Pourtant le dossier est truffé d’anomalies !

1° – Le Dr Couturier, médecin traitant de Séverine, après avoir déclaré à la police que sa patiente n’avait jamais pris de drogue admettra devant le tribunal lui avoir prescrit ce genre de médicaments pour troubles psycho-affectifs ce que confirment les archives  médicales.

2° – Concernant l’amnésie de la plaignante après avoir bu le jus d’ananas, si, comme la toxicologue l’a prétendu, Séverine a eu une "amnésie antérograde" elle ne se serait pas souvenu des faits antérieurs à la prise de boisson "droguante". En fait Séverine a une amnésie sélective en fonction de ce qui l’arrange. Il y a& une contradiction permanente entre ce qu’elle a rapporté avec précision à sa mère adoptive et des déclarations : "Je ne me souviens de rien" , "Je me suis réveillée à l’hôpital".

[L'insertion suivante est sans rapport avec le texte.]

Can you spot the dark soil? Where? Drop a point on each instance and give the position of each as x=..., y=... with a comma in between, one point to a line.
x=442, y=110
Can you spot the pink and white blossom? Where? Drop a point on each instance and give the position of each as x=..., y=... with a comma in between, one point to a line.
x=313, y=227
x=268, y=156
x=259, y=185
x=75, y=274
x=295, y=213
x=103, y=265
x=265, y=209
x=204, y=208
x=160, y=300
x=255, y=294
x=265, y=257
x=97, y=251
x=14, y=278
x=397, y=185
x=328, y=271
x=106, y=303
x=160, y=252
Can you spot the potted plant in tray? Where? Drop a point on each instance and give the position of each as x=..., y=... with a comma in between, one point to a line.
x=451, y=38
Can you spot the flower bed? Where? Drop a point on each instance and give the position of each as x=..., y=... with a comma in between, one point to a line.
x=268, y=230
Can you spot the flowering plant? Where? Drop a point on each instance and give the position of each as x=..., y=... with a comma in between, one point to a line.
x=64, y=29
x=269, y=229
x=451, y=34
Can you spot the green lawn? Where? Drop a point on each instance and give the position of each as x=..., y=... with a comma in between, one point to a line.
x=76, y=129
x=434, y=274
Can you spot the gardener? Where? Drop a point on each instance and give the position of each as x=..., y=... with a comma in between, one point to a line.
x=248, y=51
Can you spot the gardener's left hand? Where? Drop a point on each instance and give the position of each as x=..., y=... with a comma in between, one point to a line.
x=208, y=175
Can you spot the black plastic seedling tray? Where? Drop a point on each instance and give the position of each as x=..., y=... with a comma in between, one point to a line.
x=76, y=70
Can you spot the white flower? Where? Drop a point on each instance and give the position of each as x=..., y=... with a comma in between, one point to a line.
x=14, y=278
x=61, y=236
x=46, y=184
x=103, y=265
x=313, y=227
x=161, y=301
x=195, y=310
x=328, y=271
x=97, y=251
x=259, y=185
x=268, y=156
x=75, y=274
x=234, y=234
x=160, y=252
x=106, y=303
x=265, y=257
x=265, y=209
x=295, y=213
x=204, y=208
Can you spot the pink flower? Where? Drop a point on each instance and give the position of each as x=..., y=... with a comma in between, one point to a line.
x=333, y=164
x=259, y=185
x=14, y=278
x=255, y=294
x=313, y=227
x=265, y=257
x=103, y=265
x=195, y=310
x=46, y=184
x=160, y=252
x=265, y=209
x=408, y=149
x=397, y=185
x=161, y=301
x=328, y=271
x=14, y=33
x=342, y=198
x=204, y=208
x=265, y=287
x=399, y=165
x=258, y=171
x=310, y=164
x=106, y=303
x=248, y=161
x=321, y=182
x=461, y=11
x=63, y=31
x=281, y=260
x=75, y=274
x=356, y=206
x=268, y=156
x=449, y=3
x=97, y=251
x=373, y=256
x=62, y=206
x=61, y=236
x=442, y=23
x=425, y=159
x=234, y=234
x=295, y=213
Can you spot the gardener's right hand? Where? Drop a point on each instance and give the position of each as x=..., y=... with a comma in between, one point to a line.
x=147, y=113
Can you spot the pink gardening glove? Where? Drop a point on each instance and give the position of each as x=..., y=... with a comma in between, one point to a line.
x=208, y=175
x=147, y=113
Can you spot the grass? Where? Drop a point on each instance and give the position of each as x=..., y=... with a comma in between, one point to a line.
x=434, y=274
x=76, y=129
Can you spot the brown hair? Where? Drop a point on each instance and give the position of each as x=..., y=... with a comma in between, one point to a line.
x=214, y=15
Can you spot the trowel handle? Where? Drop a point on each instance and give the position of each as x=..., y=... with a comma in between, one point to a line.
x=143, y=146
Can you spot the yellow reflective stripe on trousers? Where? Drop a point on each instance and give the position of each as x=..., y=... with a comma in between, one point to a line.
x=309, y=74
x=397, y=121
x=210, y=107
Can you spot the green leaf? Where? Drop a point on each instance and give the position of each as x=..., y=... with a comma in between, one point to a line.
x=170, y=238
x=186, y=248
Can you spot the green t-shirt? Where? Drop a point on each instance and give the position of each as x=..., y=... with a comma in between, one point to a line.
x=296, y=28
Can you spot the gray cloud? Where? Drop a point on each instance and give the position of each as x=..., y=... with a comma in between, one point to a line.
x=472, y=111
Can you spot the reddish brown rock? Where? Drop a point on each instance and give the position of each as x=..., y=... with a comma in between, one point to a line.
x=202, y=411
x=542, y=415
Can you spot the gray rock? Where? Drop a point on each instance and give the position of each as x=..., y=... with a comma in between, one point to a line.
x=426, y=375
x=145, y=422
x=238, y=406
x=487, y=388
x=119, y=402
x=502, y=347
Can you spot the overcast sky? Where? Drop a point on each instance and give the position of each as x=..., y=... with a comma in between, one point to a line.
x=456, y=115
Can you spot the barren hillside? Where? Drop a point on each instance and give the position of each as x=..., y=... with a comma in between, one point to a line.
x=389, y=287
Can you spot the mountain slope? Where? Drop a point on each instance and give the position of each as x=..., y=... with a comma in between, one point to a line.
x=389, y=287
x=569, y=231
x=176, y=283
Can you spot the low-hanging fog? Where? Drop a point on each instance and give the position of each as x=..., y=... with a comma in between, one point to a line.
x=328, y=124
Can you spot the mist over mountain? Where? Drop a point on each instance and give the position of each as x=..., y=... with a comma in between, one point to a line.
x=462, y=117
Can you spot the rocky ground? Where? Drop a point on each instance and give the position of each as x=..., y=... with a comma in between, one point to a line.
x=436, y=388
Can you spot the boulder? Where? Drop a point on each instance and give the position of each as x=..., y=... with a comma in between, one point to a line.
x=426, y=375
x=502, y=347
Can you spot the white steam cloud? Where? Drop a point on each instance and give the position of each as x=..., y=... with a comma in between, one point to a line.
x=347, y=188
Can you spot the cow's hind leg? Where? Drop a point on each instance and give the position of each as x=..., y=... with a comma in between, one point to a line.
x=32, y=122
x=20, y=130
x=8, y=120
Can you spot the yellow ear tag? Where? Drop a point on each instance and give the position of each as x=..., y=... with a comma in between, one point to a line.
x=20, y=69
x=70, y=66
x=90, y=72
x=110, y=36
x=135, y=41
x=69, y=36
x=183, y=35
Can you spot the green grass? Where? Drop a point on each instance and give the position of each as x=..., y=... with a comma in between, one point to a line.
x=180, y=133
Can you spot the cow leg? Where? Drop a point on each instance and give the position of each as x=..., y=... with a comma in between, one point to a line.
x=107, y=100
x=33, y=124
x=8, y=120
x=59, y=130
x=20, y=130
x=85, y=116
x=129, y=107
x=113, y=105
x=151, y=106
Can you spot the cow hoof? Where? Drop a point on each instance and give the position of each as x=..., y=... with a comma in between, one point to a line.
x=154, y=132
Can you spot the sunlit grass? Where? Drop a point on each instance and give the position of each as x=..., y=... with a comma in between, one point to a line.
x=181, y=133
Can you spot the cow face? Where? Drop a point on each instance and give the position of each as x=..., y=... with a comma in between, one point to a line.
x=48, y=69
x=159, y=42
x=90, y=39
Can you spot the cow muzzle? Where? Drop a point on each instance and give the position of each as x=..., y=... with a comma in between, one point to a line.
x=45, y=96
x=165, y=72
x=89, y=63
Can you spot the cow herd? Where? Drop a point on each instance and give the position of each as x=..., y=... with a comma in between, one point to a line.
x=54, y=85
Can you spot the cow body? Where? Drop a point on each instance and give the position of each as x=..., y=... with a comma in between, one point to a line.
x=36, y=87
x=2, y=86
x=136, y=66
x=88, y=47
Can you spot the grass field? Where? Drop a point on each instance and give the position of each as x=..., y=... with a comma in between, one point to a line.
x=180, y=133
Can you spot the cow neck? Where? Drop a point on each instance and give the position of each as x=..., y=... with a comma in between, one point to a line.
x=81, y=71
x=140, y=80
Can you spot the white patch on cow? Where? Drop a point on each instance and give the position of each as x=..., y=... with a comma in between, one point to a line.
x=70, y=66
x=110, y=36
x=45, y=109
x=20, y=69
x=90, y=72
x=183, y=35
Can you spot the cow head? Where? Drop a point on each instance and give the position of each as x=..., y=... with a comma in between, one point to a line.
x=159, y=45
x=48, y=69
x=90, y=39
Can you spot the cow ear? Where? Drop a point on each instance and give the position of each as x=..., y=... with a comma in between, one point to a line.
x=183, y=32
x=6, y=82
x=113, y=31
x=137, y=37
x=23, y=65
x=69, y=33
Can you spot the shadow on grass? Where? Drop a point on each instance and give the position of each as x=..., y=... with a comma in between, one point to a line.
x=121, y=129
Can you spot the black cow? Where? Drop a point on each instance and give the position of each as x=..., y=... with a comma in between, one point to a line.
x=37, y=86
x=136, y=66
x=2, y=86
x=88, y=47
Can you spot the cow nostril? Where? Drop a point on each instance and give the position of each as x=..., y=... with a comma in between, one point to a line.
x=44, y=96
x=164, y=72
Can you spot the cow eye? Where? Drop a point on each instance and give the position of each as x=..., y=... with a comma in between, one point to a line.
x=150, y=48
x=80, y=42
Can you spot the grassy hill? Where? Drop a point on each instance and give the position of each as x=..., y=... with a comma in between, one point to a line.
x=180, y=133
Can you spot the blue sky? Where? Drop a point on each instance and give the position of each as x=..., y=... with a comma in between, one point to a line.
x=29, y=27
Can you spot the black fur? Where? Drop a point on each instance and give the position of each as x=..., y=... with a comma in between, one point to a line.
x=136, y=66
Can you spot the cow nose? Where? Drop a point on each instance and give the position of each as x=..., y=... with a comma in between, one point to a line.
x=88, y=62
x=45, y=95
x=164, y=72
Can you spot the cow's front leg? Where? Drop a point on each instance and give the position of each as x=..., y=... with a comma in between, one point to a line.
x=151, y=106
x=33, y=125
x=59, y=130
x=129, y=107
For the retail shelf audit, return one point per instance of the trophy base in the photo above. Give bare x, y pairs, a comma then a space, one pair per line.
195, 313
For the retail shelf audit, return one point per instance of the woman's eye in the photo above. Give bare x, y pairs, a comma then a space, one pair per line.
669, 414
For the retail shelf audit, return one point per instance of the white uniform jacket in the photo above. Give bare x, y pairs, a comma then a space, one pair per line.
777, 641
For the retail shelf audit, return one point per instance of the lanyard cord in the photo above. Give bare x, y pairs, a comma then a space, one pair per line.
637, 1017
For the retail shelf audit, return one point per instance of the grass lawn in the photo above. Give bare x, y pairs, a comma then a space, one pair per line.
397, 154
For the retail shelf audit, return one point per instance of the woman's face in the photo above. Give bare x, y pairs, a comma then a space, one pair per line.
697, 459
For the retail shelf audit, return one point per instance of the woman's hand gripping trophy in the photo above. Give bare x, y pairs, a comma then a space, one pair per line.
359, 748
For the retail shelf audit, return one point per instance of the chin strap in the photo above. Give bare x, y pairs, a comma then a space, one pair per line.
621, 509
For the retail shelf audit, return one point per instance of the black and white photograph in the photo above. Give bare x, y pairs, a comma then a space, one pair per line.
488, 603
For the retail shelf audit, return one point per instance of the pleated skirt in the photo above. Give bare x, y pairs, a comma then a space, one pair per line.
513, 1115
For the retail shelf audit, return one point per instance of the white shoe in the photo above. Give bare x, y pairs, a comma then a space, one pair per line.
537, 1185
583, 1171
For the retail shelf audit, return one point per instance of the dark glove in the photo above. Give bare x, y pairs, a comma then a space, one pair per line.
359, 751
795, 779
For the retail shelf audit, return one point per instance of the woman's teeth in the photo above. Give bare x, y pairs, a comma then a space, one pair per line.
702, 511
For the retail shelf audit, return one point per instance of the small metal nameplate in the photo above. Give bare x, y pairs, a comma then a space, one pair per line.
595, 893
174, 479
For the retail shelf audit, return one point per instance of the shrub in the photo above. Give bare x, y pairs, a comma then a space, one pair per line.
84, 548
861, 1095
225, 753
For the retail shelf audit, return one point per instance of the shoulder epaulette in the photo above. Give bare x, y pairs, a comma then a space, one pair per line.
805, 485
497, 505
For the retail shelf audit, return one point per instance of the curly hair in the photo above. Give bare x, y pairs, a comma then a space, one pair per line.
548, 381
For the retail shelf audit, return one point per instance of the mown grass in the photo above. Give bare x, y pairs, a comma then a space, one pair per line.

3° – Ce n’est que le lendemain que Séverine a été conduite à l’hôpital, consciente, par sa mère et une amie. Un rapport de l’opérateur SFR montre clairement qu’entre le passage au domicile du Dr.Bousri et l’arrivée à l’hôpital Séverine s’est servie de son portable pour appeler plusieurs numéros et consulter sa messagerie. elle était donc consciente et savait parfaitement ce qu’elle faisait.

Elle était également parfaitement consciente lors de sa déposition  précise au commissariat de Libourne le 24 aout 2002. Elle utilisera encore son portable après cette déposition entre 14h15 et 23h35. Peut-on alors parler d’état semi comateux ou d’inconscience ?

5° – Les doses de benzodiazépine décelées (32 microgrammes/ml) sont infimes au regard de la normale (200-400  microgrammes/ml) et ne peuvent expliquer le prétendu état comateux.

6° – Les rapports de l’expertise toxicologique demandée par le parquet de Libourne au Dr Véronique Dumestre-Toulet sont pour le moins ahurissants:

Dans un rapport du 07/11/2002  il y est dit implicitement que les analyses réalisées ne mettent en évidence – ni la présence de médicaments et stupéfiants susceptibles d’altérer la conscience ou la vigilance, – ni de substances incapacitantes.

Dans un rapport du 26/05/2003 le même toxicologue qui n’a rien vu la première fois, indique la présence de clomazepan (34 microgrammes/ml) à un taux supérieur à celui constaté six mois avant à l’hôpital de Libourne (32 microgrammes/ml) ce qui est illogique.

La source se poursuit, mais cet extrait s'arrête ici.